Rest your feet soles on the wall as shown. This supports the lower body and immediately relaxes the lower back and belly so you can breathe easier (images 5 & 6).
We ended class in a star-shaped savasana. My instruction to her was:
"Lie down on your back. Stretch your arms and legs like a big star on the ground."
My student loved her practice.
It made my heart happy to be able to guide her in a sequence that soothed her tired body and mind.
If you are stiff, sore or tired and you don't know where to start, just choose one of these. You don't have to do an entire sequence to experience the benefits of yoga. You can do one pose.
*What's going on?
Numbness may result from poor circulation, nerve pressure, or overstretching. If it is persistent, it may be the sign of something more serious. Like tingling, a lasting lack of sensation might be an early sign of vascular insufficiency (decrease in blood supply) or diabetic neuropathy, among other things.
What to do about it?
Do not persist in the pose. Always get out of, or alter, any position—in yoga class or in daily life—that is causing numbness anywhere. Holding a pose through numbness is at best unproductive and at worst dangerous. “If the numbness is due to overstretching, it can cause more lasting symptoms like muscle weakness.

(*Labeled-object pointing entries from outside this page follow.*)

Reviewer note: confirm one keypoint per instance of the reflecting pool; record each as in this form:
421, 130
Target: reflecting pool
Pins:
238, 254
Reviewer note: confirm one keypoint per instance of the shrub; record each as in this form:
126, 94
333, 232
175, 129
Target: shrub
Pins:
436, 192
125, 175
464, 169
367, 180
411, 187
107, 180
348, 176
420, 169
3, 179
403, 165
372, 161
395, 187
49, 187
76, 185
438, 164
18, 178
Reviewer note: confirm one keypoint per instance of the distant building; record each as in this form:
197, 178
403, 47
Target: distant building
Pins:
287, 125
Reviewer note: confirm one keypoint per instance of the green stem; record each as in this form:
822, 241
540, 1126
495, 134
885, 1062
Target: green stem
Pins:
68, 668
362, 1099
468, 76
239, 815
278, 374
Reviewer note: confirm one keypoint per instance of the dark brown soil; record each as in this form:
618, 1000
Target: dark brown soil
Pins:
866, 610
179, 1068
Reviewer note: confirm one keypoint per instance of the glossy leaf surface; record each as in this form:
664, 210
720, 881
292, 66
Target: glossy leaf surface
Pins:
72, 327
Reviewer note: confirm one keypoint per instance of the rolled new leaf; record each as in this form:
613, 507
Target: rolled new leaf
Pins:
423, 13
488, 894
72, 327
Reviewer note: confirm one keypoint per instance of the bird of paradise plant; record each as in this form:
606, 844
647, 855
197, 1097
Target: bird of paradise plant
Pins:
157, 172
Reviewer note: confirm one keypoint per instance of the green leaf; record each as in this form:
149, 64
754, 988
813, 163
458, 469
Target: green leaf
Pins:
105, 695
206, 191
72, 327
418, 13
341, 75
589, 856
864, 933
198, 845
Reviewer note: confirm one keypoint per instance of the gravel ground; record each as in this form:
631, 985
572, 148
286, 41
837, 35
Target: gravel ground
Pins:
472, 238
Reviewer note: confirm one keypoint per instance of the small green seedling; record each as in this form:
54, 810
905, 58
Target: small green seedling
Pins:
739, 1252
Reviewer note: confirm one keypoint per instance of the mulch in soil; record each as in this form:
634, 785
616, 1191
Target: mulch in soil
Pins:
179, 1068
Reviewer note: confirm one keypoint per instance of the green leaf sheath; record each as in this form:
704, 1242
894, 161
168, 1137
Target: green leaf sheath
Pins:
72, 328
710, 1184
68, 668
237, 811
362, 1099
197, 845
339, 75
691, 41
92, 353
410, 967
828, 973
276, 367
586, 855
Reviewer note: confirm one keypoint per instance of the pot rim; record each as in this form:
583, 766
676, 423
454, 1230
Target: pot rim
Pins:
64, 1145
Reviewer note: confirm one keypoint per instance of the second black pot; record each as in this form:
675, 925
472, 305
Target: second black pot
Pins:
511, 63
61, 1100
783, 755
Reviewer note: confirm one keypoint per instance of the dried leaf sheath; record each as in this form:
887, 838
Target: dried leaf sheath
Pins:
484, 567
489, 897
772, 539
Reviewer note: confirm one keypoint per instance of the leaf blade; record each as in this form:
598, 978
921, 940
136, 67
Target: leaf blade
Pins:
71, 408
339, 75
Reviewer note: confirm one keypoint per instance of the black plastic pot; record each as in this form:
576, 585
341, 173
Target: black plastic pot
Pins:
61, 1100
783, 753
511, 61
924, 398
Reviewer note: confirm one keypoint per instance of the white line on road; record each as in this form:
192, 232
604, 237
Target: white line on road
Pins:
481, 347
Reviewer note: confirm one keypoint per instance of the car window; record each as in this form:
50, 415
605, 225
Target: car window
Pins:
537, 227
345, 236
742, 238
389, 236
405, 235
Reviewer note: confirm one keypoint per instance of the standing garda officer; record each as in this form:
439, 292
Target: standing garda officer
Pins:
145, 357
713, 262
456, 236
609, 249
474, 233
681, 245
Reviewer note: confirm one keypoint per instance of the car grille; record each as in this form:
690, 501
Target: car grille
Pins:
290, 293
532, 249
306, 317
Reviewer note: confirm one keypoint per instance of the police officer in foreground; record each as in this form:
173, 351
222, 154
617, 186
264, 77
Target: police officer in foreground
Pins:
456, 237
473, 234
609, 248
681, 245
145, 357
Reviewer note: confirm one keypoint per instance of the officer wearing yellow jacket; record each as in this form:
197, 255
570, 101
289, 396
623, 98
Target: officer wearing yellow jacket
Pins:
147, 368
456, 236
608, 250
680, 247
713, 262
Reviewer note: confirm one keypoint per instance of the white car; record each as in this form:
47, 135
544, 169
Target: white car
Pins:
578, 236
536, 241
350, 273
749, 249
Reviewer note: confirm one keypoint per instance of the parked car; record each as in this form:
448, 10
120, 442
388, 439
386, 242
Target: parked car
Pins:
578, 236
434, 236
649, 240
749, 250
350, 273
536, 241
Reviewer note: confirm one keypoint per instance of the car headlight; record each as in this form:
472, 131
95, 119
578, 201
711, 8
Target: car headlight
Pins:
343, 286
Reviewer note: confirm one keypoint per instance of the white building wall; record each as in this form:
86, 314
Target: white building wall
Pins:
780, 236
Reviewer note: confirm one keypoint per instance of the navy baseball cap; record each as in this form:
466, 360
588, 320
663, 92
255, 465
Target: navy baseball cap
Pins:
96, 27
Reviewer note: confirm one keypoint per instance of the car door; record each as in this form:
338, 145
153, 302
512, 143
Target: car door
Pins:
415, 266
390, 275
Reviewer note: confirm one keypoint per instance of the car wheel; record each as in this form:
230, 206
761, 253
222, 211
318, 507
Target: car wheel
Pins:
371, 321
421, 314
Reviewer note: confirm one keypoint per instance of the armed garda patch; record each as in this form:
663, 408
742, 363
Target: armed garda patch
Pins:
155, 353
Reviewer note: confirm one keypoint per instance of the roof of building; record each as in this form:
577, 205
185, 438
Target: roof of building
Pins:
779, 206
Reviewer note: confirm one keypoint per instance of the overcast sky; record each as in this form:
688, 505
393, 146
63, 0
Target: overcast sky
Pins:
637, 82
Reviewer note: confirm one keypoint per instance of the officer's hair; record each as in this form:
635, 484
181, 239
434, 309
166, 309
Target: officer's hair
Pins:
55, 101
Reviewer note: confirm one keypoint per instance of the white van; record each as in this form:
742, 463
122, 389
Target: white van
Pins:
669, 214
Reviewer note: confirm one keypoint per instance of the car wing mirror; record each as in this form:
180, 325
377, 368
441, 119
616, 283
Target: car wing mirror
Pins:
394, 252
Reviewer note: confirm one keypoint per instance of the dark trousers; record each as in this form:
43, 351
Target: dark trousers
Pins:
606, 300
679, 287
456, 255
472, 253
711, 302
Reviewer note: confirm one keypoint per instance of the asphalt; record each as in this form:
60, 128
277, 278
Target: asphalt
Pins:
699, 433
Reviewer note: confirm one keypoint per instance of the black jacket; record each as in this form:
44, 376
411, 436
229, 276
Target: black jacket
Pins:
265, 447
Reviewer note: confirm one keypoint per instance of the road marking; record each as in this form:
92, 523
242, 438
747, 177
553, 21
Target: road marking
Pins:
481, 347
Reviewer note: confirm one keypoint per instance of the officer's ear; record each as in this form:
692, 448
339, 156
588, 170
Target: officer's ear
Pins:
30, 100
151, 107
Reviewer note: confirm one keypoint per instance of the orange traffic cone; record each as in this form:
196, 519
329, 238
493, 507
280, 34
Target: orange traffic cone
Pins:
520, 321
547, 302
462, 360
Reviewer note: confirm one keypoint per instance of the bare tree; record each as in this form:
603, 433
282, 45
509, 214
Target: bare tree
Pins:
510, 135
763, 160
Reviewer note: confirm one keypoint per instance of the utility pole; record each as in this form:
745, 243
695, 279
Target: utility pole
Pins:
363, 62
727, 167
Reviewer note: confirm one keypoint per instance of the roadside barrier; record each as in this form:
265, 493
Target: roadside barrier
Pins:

As quoted by physiotherapist Bill Reif in 'What Happens If I Feel Tingling, Numbness, or Shaking During Yoga Class?'.
**If you want a great HIP & LEG STRETCH, have your bum up against the wall (or as close as you can), and stretch your legs as wide as they will go. Have your legs straight, flex your feet (heels out, toes to your face).
The most common mistake students make is to treat this as a resting pose and have their legs flopped out to the sides, often one leg higher than the other. Just because you are lying down doesn't mean you can just do whatever, close your eyes and go to sleep.
Pay attention to alignment and sensation.
If you have inner knee pain, rotate your legs inward (from the hip joints) so that the backs of the legs are in contact with the wall. Your knees should be facing directly toward the centre of the room--not flopping out to either side.
For those who are hypermobile in the hips, you may want to place a block under each leg so that you feel safe and supported in the pose vs pushing your joints to the maximum.